Aaron Murray offers take on Todd Gurley suspension
When Kansas City Chiefs backup quarterback Aaron Murray was starring for the University of Georgia, he asked for a name each time he signed an autograph. Basically, no one was going to profit off of his likeness if he wasn't allowed to.
That's the central issue surrounding UGA running back Todd Gurley, who is being investigated for taking money for signing autographs for a man named Bryan Allen. Gurley is indefinitely suspended but did resume practice with the team on Monday.
Murray, in an interview with The Athens Banner-Herald, said that there are a lot of shady folks trying to get top college players to sign items that will later hit the marketplace.
“There’s always people wanting to be sneaky and have you sign stuff,” Murray told the newspaper. “That’s why after games or whenever I see people, I always asked them, `Who am I signing this to? Give me a name.’ If they couldn’t produce a name, I’m like, `Hey, I’m not going to sign it.’ But there’s tons of temptation out there, there’s tons of people that are wanting to make a profit. And as an athlete, we work hard to represent ourselves, to build a great brand.”
Murray also said he hopes the NCAA will address this issue at some point. The SEC's all-time leader in passing yards made the point that while players are offered a scholarship that inclues a meal plan and room and board, players are still restricted with what additional income they can bring in.
It could take some time, however, for the NCAA to allow players to use their own likeness to profit monetarily.
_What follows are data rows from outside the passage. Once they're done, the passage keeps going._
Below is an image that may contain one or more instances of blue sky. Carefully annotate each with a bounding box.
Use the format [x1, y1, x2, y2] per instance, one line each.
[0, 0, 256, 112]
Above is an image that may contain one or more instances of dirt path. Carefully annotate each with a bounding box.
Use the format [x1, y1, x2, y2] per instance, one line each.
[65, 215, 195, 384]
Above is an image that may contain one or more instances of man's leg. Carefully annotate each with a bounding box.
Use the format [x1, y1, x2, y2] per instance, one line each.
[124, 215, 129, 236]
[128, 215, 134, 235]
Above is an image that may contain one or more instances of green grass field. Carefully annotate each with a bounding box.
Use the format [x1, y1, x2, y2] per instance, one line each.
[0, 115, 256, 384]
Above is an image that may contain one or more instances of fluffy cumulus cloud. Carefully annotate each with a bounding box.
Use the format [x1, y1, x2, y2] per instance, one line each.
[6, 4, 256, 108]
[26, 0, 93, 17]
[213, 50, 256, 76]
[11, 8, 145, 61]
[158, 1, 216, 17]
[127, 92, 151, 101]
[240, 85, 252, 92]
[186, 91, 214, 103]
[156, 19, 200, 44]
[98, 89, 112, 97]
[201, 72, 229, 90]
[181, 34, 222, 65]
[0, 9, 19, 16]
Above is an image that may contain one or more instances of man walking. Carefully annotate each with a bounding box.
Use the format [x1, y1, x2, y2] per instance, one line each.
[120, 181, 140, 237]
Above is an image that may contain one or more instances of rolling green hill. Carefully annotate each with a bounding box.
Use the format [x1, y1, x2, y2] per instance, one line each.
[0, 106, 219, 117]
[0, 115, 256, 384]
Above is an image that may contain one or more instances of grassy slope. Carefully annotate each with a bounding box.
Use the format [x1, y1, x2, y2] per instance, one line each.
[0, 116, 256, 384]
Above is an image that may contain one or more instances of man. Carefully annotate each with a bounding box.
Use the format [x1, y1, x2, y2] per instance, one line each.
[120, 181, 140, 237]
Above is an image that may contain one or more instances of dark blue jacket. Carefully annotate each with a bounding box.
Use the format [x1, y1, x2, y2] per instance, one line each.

In the recent Ed O'Bannon case, it was determined that the NCAA can still restrict the players from doing so based on the objectives of the organizations.
The courts may side with the NCAA, which means the NCAA itself would have to change its mind on the stance.
“I guess I could speak for all players: We feel like if we represent ourselves and make a great brand on and off the field that we can hopefully profit from it a little bit," Murray said. "It stinks, but it’s a big issue and the NCAA needs to look into it a little bit more.”